Liverpool Sound and Vision Rating 8.5/10

 

The general public in Britain might not be aware of their names now but there should be no doubting that by the end of the year the three women who make the album Girls With Guitars sound so rock and roll, so upbeat Blues, that you’d expect a complaint to be lodged somewhere in Tennessee about unlawful unions, the marriage and the meeting of minds with none of the sometimes maddening sadness that goes hand in hand with such clashes.

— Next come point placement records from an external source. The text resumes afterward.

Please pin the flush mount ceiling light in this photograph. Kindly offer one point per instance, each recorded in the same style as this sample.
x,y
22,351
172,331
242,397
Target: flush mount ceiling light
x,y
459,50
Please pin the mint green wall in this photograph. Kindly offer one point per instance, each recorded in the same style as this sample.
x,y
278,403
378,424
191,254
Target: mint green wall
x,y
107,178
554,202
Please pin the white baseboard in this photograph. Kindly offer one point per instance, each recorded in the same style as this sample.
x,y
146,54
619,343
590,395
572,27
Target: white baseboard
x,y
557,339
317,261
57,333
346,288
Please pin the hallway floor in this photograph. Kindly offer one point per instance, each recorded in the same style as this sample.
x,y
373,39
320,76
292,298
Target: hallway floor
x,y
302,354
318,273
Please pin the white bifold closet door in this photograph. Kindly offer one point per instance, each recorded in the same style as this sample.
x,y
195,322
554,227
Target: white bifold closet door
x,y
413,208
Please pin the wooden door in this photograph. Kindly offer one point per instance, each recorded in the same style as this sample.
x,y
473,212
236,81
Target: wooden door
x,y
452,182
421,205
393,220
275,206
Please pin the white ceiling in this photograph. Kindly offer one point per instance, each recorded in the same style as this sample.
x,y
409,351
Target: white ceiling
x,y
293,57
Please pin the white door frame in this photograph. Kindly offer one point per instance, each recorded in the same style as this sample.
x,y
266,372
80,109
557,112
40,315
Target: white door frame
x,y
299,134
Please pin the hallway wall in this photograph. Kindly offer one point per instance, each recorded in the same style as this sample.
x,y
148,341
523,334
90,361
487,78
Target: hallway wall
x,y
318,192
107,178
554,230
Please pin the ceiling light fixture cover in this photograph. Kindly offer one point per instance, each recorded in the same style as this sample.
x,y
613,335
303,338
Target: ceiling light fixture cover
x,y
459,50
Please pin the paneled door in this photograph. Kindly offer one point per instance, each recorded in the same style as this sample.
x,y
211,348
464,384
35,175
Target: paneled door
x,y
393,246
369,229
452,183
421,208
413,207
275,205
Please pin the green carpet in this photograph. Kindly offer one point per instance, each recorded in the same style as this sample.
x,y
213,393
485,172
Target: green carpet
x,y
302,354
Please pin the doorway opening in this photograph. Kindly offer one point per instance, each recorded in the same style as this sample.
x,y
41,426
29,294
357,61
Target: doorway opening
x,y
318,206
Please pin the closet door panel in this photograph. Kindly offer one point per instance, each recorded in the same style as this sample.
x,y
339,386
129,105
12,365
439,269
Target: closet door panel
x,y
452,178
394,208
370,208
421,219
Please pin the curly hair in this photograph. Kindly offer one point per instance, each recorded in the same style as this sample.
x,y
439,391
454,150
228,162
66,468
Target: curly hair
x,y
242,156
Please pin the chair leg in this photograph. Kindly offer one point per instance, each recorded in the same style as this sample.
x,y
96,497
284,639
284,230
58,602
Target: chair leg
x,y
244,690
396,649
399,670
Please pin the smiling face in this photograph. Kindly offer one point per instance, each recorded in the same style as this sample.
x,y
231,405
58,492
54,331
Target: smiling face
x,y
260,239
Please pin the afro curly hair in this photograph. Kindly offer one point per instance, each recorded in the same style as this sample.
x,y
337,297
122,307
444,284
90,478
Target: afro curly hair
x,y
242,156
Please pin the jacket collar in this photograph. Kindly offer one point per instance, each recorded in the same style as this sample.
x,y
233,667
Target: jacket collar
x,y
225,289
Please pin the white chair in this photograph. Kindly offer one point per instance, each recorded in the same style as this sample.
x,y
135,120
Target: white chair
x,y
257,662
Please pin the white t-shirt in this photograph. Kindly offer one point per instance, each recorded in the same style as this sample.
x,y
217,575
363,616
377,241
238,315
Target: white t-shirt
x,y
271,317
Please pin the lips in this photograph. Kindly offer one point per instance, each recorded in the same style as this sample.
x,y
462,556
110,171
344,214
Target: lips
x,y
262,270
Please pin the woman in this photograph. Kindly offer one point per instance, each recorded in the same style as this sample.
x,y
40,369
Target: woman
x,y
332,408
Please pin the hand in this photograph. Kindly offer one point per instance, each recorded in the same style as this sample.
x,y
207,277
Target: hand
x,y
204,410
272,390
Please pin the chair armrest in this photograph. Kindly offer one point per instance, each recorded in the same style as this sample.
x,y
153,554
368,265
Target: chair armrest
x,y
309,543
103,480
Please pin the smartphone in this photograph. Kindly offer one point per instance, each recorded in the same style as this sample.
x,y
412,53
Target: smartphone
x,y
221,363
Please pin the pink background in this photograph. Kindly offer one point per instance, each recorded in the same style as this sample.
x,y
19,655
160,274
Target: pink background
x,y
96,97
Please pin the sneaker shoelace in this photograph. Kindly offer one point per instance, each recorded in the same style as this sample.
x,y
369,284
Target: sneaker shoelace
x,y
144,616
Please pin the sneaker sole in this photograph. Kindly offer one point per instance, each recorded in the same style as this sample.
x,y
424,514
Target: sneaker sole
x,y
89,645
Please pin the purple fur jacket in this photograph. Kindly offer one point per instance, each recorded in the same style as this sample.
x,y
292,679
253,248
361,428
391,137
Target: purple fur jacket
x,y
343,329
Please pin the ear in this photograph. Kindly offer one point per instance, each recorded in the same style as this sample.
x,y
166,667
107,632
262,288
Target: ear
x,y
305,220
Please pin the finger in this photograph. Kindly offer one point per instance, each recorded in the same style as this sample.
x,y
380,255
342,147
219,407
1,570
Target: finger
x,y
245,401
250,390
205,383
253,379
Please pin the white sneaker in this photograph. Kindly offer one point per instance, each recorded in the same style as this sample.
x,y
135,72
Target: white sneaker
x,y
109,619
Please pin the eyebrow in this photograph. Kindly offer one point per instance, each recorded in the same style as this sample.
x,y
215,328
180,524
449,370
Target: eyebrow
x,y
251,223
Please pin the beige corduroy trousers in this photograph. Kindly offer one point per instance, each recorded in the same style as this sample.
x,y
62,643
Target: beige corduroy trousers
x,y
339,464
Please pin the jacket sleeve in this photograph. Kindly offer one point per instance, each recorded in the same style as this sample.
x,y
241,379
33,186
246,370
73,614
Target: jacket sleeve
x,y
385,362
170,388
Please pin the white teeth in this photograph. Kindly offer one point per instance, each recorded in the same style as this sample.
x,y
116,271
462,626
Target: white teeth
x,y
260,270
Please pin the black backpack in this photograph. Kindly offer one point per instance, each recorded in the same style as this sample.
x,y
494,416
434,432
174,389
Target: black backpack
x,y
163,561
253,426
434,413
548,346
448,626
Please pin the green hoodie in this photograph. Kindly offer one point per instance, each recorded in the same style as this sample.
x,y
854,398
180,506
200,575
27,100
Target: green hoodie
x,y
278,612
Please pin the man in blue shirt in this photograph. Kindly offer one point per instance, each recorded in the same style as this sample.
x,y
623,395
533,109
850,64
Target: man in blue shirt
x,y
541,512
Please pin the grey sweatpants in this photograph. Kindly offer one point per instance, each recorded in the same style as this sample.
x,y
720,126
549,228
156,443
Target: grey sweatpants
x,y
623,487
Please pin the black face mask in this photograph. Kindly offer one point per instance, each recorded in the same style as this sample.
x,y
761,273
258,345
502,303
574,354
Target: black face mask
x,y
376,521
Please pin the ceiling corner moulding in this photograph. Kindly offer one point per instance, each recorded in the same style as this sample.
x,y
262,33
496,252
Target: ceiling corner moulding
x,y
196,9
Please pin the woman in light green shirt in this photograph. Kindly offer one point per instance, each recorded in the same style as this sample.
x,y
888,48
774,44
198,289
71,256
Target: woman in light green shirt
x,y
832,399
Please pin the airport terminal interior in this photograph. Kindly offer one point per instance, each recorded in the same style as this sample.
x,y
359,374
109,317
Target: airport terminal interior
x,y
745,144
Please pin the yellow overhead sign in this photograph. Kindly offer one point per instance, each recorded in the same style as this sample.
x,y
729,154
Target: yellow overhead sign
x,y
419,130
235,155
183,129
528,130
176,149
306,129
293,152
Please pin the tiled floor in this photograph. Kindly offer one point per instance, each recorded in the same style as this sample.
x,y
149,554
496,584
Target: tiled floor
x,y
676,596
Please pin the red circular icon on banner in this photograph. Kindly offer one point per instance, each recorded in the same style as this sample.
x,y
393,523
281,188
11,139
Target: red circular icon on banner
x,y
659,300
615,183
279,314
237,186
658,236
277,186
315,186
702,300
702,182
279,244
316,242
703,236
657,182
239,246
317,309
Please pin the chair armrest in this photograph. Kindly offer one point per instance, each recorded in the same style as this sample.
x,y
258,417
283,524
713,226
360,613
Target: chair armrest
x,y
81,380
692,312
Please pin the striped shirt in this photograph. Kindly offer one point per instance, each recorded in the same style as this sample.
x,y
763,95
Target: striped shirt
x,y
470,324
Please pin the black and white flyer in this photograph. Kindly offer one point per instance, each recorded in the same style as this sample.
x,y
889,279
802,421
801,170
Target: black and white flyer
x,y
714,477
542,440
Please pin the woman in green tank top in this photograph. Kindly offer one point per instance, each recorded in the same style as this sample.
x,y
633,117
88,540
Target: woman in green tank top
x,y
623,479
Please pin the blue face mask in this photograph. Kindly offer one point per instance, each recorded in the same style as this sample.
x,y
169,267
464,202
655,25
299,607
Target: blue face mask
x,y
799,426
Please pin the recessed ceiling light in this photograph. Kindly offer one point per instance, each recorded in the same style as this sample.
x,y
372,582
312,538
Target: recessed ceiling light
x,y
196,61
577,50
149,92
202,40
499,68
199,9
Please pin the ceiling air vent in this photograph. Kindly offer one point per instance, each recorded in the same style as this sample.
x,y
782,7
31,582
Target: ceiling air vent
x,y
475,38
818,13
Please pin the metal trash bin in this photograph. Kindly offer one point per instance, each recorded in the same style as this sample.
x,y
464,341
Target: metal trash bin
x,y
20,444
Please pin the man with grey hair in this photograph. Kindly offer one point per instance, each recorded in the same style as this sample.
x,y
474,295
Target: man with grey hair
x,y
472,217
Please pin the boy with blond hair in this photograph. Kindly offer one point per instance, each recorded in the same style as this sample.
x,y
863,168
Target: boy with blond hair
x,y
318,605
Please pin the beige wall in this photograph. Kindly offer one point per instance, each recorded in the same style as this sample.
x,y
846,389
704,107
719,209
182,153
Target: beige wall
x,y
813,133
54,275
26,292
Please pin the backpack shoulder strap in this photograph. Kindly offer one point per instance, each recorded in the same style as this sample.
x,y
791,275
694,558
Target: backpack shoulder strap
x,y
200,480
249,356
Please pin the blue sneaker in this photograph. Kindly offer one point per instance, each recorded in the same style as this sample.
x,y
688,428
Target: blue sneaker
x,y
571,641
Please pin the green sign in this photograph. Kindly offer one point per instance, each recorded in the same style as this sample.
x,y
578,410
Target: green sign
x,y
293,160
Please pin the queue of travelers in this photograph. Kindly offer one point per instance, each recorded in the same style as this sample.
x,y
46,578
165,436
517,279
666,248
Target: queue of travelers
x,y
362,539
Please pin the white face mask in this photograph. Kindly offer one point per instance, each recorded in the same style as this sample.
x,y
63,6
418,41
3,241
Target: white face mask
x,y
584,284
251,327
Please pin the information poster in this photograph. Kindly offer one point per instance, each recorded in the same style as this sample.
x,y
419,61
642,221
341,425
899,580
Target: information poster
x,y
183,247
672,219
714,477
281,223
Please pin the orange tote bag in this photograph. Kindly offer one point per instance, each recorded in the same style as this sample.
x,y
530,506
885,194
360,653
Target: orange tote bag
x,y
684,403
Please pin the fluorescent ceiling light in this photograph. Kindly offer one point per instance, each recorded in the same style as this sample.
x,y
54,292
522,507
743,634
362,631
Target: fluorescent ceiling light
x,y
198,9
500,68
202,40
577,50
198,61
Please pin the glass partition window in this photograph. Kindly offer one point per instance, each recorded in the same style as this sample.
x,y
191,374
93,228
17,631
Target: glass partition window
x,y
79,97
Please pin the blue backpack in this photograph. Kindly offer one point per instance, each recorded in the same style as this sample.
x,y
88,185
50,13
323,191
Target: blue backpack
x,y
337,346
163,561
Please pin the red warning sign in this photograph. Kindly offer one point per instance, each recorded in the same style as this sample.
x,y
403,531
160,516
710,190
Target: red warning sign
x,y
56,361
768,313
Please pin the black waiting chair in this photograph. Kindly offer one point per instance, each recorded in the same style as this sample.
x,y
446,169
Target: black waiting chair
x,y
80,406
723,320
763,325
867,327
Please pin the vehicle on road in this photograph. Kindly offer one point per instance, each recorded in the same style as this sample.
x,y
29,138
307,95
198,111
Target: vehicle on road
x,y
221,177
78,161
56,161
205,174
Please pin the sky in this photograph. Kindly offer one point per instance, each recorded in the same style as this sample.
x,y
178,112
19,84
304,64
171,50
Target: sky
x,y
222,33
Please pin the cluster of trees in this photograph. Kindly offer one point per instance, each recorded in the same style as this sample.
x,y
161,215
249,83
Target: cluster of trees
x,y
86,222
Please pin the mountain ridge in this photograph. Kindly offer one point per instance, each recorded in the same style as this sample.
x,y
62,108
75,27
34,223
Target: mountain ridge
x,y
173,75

For Eliana Cargnelutti, Sadie Johnson and Heather Crosse, Girls With Guitars offers an opportunity, in much the same way that Beth Hart and British superstar Joanne Shaw Taylor in recent times and like so many outstanding female artists before them, to show that yet another pillar in the powerhouse of assertive, uncompromising and full of nuclear assault that is the guile of forceful femininity, is much welcome, art after all is the great leveller.

Girls With Guitars may seem like a title in which 21st Century thinking might frown upon, but in the world of musical brilliance, it’s a title, just a title, for the truth of the deal is what resides inside each sumptuous track. The album title is just a polite introduction, it’s like arriving at an airport and expecting the swirling headiness that awaits to be a reflection of the nothing to declare aisle. If it’s time to get deep down and messy, if it’s the hour in which to throw your lot in with a group of very talented women, then Eliana Cargnelutti, Sadie Johnson and Heather Crosse are the women in which to offer a guitar pick to in the hope of seeing a smile as they play your favourite track.

With the rush of excitement coming from the opener Girl Band, the tight agonising, crushing beauty of This House Just Ain’t My Home, the very cool cover of the Desmond Child song, I Hate Myself For Loving You, the vixen like sensuality of She May Have You, But I Got Yo Heart and the impacting finale of Wish You Hadn’t Gone will make any listener wish that the album wouldn’t finish.

A terrific and enjoyable album, full of female allure, great creativity and the foresight of what is to come from all three, whether individually or together, the prospect is mouth watering.